Pemerintah memberikan batas maksimal penerapan biaya tambahan sebesar 50 persen dari tarif batas atas sesuai kelompok layanan masing-masing maskapai. Lukman menegaskan bahwa pengawasan ketat akan tetap dilakukan guna menjaga stabilitas industri dan kepentingan publik.

"Pemerintah tetap memastikan agar implementasi kebijakan ini dilakukan secara terukur dengan tetap memperhatikan perlindungan konsumen, keterjangkauan tarif, serta keberlangsungan operasional maskapai penerbangan" jelas Lukman F. Laisa, Direktur Jenderal Perhubungan Udara Kemenhub.

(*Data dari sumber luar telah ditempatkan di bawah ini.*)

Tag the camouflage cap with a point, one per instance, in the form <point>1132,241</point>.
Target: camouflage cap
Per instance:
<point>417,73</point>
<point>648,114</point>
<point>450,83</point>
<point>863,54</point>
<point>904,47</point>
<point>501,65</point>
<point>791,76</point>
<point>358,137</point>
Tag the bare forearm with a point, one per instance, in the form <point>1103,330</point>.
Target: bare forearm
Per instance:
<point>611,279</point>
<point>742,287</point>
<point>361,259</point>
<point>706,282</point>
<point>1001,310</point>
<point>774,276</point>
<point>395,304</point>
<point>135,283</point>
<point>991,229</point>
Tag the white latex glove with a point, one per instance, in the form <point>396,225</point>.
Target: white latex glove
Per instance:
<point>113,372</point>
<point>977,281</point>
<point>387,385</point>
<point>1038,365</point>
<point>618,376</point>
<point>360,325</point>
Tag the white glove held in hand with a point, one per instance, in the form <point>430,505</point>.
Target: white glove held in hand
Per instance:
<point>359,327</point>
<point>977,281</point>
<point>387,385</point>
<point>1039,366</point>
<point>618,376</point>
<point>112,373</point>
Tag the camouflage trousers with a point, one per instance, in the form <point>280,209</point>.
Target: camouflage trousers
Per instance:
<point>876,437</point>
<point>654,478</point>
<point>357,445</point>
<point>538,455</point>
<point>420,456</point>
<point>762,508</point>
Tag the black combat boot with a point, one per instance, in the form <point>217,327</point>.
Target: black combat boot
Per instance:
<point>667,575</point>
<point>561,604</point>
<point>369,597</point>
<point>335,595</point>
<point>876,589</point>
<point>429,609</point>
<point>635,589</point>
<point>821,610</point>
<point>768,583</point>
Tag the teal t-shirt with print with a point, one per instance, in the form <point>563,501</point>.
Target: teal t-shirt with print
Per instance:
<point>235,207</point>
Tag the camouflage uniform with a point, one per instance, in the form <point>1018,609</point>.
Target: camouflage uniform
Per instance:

Kemenhub juga mewajibkan setiap maskapai untuk tidak menurunkan kualitas pelayanan kepada penumpang meski terdapat penyesuaian tarif. Kondisi ekonomi makro turut menjadi faktor pendukung utama di balik kebijakan yang diambil pemerintah ini.

Ekonom Center of Reform on Economics (CORE), Yusuf Rendy Manilet, menilai lonjakan harga minyak global dan depresiasi rupiah memperberat beban subsidi energi serta biaya impor BBM. Hal tersebut membuat ruang fiskal pemerintah semakin menyempit sehingga kenaikan harga tiket sulit dihindari.

"Jadi dampaknya itu saling memperkuat, bukan berdiri sendiri" ujar Yusuf Rendy Manilet, Ekonom CORE.